KUNO  RAEBER (1922-1992)

This Swiss writer’s considerable body of work – whose spare poems weigh tons, whose novels & stories, radio plays, essays, translations and reviews have left an indelible mark on European literature that is just becoming clearer & clearer – is now getting the attention it deserves thanks to a seven-volume edition recently published, magnificently edited by Christiane Wyrwa & Matthias Klein. A devoted “student” of philosophy, history, literature, mythology, and theology, Raeber turned to a writing life after a deep spiritual crisis undermined his Catholic faith, as Wyrwa has written. Initially spurned shortly after being inducted into the Gruppe 47, Raeber needed some time to recover from the shock of sudden rejection before emerging with commanding poems and prose that couldn’t and wouldn’t, finally, be ignored much longer.
(Full disclosure: Raeber was Oberlin College’s first Max Kade Writer-in-Residence, and replaced Friebert, on sabbatical, from 1967-68, which led to a working relationship resulting eventually in two collections.)

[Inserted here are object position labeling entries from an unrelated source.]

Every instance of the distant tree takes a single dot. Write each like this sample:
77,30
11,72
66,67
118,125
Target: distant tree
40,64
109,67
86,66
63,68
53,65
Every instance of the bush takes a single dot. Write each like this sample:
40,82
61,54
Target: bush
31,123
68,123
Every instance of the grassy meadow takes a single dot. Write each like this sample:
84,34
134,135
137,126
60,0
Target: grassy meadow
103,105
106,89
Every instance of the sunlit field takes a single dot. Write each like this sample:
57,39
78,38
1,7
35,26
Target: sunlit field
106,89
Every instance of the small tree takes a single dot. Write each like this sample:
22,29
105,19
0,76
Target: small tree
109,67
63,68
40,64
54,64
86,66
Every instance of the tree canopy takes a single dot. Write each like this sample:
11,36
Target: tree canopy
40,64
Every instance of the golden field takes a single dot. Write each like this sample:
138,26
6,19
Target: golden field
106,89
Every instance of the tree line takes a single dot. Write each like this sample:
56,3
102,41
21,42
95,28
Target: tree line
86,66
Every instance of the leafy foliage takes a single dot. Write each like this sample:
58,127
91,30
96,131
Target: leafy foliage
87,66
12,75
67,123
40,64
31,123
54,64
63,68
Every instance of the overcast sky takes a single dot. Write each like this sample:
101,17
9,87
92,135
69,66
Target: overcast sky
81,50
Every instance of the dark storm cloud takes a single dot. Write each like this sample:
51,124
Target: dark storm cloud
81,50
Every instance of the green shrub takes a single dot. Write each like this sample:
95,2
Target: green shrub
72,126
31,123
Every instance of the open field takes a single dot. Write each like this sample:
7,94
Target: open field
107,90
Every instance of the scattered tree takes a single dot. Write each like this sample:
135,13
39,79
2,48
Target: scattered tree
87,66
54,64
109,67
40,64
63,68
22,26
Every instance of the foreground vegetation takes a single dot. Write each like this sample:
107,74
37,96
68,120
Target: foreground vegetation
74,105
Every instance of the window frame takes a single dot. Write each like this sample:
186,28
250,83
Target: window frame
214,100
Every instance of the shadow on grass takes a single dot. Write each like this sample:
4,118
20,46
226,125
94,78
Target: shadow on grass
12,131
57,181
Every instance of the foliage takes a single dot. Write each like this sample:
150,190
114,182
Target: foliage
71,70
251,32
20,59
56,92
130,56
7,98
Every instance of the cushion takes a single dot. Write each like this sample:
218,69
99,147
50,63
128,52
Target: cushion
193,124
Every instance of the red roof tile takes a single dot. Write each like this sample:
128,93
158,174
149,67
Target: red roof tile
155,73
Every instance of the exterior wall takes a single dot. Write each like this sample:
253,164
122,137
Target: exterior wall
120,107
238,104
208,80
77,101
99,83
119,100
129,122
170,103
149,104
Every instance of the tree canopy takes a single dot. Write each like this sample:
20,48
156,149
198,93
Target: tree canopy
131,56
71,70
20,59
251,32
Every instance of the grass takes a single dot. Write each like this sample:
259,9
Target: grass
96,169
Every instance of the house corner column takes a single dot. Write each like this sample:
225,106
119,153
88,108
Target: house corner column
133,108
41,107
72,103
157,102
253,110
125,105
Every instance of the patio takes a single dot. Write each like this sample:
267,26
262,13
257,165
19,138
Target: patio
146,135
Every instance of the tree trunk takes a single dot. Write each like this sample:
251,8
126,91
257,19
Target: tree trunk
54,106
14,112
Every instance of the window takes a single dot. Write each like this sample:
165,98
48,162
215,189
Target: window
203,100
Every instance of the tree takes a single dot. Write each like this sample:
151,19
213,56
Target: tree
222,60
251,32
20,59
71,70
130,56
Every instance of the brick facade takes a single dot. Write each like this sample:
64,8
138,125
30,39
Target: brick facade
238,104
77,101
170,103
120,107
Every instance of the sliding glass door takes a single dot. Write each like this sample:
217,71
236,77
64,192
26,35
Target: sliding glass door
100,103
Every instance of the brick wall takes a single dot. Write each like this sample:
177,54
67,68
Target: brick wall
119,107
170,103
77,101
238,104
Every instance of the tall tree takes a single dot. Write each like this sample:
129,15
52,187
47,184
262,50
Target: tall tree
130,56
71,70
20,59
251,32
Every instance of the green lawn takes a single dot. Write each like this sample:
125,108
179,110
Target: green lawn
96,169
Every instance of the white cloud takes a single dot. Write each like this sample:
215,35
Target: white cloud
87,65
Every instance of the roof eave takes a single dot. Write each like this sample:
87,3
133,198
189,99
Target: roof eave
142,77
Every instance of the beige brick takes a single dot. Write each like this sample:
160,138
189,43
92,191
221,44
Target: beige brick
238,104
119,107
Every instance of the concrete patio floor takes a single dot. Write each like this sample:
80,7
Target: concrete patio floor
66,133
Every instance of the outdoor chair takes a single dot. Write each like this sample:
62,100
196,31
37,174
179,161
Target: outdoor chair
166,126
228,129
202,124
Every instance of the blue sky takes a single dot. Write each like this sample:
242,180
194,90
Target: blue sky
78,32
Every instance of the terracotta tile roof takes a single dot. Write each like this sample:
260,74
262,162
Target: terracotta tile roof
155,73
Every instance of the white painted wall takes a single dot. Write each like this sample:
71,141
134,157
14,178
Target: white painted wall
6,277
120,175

Special thanks to Carl Hanser Verlag/Munich for permission to publish these poems.
Raeber photo: Courtesy of scaneg Verlag Munich Germany

 

DOWN AND UP

And our memories black
down to all the buried

others. But our light
light-minded wishes
white
up at them instead.

And then above only
some tittering still.

 

GARDEN 2

In the garden only the
roaring breath of the sea.
The silver of the deep and the
millennia golden
melted in the ether.
But on your hand the black
beetle
listless with feelers.

 

ROSE

The rose the thorn
of the rose the prick
of the thorn of the rose the blood
from the prick of the thorn of the rose
red and red
the leaves of the rose the rose.

 

 

 

P-Friebert-PhotoStuart Friebert’s third volume of Krolow translations, Puppets in the Wind: Selected Poems of Karl Krolow, appeared in 2014 from Bitter Oleander Press. Be Quiet: Selected Poems of Kuno Raeber in Friebert’s translations is from Tiger Bark Press (2015). Friebert’s 14th book of poems, On the Bottom, is from Iris Press (2015); and Floating Heart, from Pinyon Press in 2014 won the 2015 Ohionana Book Award for poetry in 2015. The Language of the Enemy, memoir-pieces and stories, have just been published by Black Mountain Press.